Processing time this far:
Time difference of 26.7056 mins
Error in Exception(...) :
  BatchJobExpiration: Job of registry 'BatchJobs_1370412629' expired: /home/henrik/foo/.future/20160429_162220-kTLBcT/BatchJobs
_1370412629-files [DEBUG INFORMATION: BatchJobsFuture:; Expression:; {; mprintf("Permute across blocks (%d,1)-(%d,%d) ...\n", row,; row, nchrs); data_row <- listenv(); for (jj in seq_along(cols)) {; col <- cols[jj]; mprintf("Block (%d,%d) ...\n", row, col); seed_block <- seeds[[row, col]]; randomSeed("set", seed = seed_block, kind = "L'Ecuyer-CMRG"); seed_block_tag <- sprintf("seed_md5=%s", digest::digest(seed_block)); blockTag <- sprintf("block=%s_vs_%s", chrs[row], chrs[col]); ppTag <- sprintf("p=%d-%d", 1, P); fullname_row_col <- paste(c(blockTag, seed_block_tag,; ppTag), collapse = ","); filename_row_col <- sprintf("%s.rds", fullname_row_col); pathname_row_col <- file.path(pathD, filename_row_col); if (file_test("-f", pathname_row_col)) {; data_row_col <- readRDS(pathname_row_col); data_row[[col]] <- data_row_col; mprin
Calls: as.list ... value.BatchJobsFuture -> NextMethod -> value.Future
Execution halted
Warning message:
In delete.BatchJobsFuture(future, onRunning = "skip", onMissing = "ignore",  :
  Will not remove BatchJob registry, because the status of the BatchJobs was 'expired', 'started', 'submitted' and option 'future.delete' is not set to FALSE
: '/home/henrik/foo/.future/20160429_162220-kTLBcT/BatchJobs_1370412629-files'
cclc01{henrik}: tail /home/henrik/foo/.future/20160429_162220-kTLBcT/BatchJobs_1370412629-files/jobs/01/1.out
  ..- attr(*, "dim.")= int [1:2] 24319 13385
  ..- attr(*, "dimnames.")=List of 2
  .. ..$ chr2 : chr [1:24319] "chr2_0kb" "chr2_10kb" "chr2_20kb" "chr2_30kb" ...
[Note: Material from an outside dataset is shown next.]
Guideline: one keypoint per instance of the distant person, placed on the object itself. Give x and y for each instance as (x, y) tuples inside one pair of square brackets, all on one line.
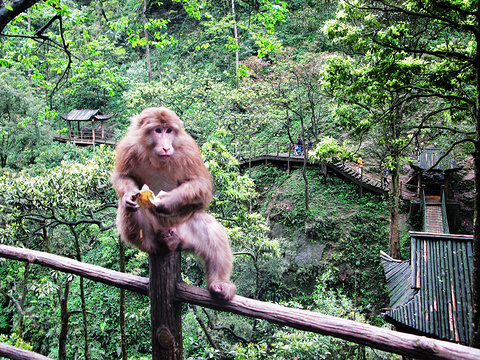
[(360, 165), (385, 174), (237, 146), (299, 145)]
  .. ..$ chr12: chr [1:13385] "chr12_0kb" "chr12_10kb" "chr12_20kb" "chr12_30kb" ...
  ..- attr(*, "class")= chr "RaoMatrix"
  ..- attr(*, "dimSwap")= logi FALSE
  ..- attr(*, "chromosomes")= chr [1:2] "2" "12"
  ..- attr(*, "resolution")= int 10000
 $ y   : num [1:13385] NaN NaN NaN NaN NaN ...
=>> PBS: job killed: vmem 92954931200 exceeded limit 86973087744

we see that the cluster scheduler ("PBS") has terminated this R process because it consumed 93.0 GB (=86.6 GiB) of RAM whereas it only requested 87.0 GB (=81.0 GiB) of RAM.